The question pulled him back to the Ettingers and he frowned, weighing his answer. "I suppose he's a suspect," he said. "The spouse always is. Have you met him?"
"No."
" 'Were they happy?' The question's inevitable, but who can ever answer it? They seemed happy. Most couples do, and most couples ultimately break up, and when they do their friends are invariably surprised because they seemed so bloody happy." He finished his drink. "I think they were happy enough. She was expecting a child when she was killed."
"I know."
"I hadn't known it. I only learned after her death." He made a little circle with the empty glass, and Rolfe got gracefully to his feet and replenished Gilman's drink. While he was up he poured me another Wild Turkey. I was feeling the first one a little bit so I took it easy on the second.
Gilman said, "I thought it might have steadied her."
"The baby?"
"Yes."
"She needed steadying?"
He sipped his martini. "De mortuis and all that. One hesitates to speak candidly of the dead. There was a restlessness in Barbara. She was a bright girl, you know. Very attractive, energetic, quick-witted. I don't recall where she went to school, but it was a good school. Doug went to Hofstra. I don't suppose there's anything the matter with Hofstra, but it's less prestigious than Barbara's alma mater. I don't know why I can't remember it."
"Wellesley." London had told me.
"Of course. I'd have remembered. I dated a Wellesley girl during my own college career. Sometimes self-acceptance takes a certain amount of time."
"Did Barbara marry beneath herself?"
"I wouldn't say that.
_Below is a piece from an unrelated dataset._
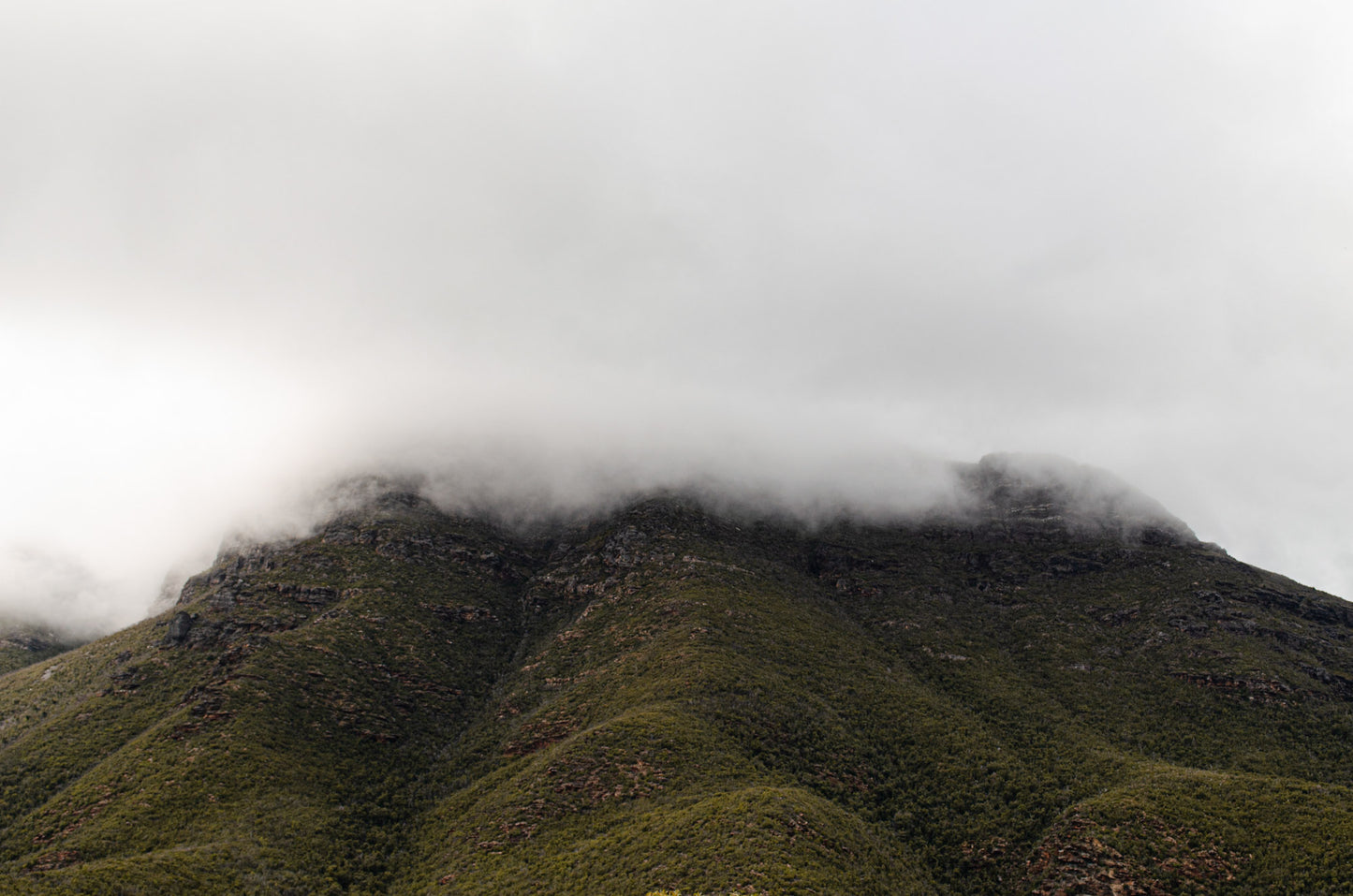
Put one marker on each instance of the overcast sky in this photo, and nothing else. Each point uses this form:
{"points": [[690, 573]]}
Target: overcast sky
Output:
{"points": [[245, 245]]}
On the surface, she grew up in Westchester and went to Wellesley and married a social worker who grew up in Queens and went to Hofstra. But a lot of that is just a matter of labels." He took a sip of gin. "She may have thought she was too good for him, though."
"Was she seeing anybody else?"
"You do ask direct questions, don't you? It's not hard to believe you were a policeman. What made you leave the force?"
"Personal reasons. Was she having an affair?"
"There's nothing tackier than dishing the dead, is there? I used to hear them sometimes. She would accuse him of having sex with women he met on the job. He was a welfare caseworker and that involved visiting unattached women in their apartments, and if one's in the market for casual sex the opportunity's certainly there. I don't know that he was taking advantage of it, but he struck me as the sort of man who would. And I gather she thought he was."
"And she was having an affair to get even?"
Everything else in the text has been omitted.